After the pop culture explosion that Steven Soderbergh brought to screens with 2012’s “Magic Mike,” director Gregory Jacobs does a bang up job of carrying the torch. “Magic Mike XXL” is a mixed bag that sags in the middle but is overall a very entertaining road film. After three years retired from the erotic dance business, Mike receives word that former boss “Dallas” is dead. Shocked to learn that he is very alive and abandoned his former group of dancers, Mike is inspired to rejoin his old team after a serendipitous airing of the song “Pony” reminds him of his old days.
Most of the gang are back this time around and decides to have one last hurrah at an up and coming stripper convention.
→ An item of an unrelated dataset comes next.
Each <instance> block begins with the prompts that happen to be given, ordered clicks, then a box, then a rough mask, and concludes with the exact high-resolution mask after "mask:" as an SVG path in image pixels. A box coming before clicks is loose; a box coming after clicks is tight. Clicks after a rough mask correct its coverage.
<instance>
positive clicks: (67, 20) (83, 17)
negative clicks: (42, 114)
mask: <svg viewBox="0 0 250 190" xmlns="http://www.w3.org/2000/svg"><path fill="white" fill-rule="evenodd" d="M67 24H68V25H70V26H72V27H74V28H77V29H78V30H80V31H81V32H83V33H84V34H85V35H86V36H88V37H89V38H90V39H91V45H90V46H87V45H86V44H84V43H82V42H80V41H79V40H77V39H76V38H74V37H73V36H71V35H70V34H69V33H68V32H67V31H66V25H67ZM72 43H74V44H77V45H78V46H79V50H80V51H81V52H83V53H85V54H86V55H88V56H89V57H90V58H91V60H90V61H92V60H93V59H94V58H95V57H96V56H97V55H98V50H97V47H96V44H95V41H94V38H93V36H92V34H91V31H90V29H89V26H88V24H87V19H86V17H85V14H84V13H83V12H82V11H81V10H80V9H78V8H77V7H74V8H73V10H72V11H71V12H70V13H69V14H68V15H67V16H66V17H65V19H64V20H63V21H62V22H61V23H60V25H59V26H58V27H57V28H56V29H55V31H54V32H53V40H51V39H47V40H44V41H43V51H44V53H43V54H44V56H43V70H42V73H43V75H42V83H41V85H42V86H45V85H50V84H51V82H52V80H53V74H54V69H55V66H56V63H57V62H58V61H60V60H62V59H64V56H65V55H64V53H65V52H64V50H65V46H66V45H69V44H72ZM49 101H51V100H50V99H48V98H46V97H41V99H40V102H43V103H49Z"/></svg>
Along the way the guys begin to face that the demand for the older stripes is fading and that they may not have accomplished everything they set out to, over the years. Mike is especially faced with no longer being offered gigs as a dancer, despite loving the art of erotic performing. Tatum’s performance is very grounded and charming, as he conveys a side of his character that’s coming up to an age where he’s obsolete as a stripper, and relies on the road trip cross country to give him one last thriller.
“Magic Mike XXL” is a surprisingly entertaining and funny follow up that centers on each stripper and explores how they have dealt with their lives and how they plan to live out the duration of it, building their dreams up from almost nothing. Every character gets to have their moment where they’re able to convey the universal collective fear of being incapable of making it in the future without dancing as their crutch. In particular there’s the member of the group anxious to start a food truck business and is unsure how he’ll fare. The collective performances are very good, with Bomer and Mangeniello stealing a lot of the scenes away and being granted the most interesting moments in the film.
Bomer serenading a frustrated house wife with “Heaven” is sweet in its way, while Mangeniello attempting to entice a convenience store worker to a Backstreet Boys song is hilarious. “Magic Mike XXL” sags right down the middle once Jada Pinkett’s character is introduced. Not only is her dynamic with Tatum dull, but I never understood why the film places so much importance on her presence. Once the film sidesteps Pinkett, though, “Magic Mike XXL” gets back on track as an engaging and charming drama comedy that mixes dancing, erotica, and rich characterization quite well.
Featured on the Warner release is the eight minute “The Moves of ‘Magic Mike XXL’” which explores the ace choreography by Alison Faulk and Teresa Espinosa who worked one on one with the entire cast to perfect their routines. There is rehearsal footage, visits to the set, and interviews with the cast and crew. There’s a three minute Extended version of Malik’s Dance Scene from Rome’s Palace, showing off a little more moves. Finally, there’s the two minute “Georgia” which explores how the cast and crew worked and returned to the state, how they worked from the state through most of the film, and there’s even a rare appearance by Steven Soderbergh.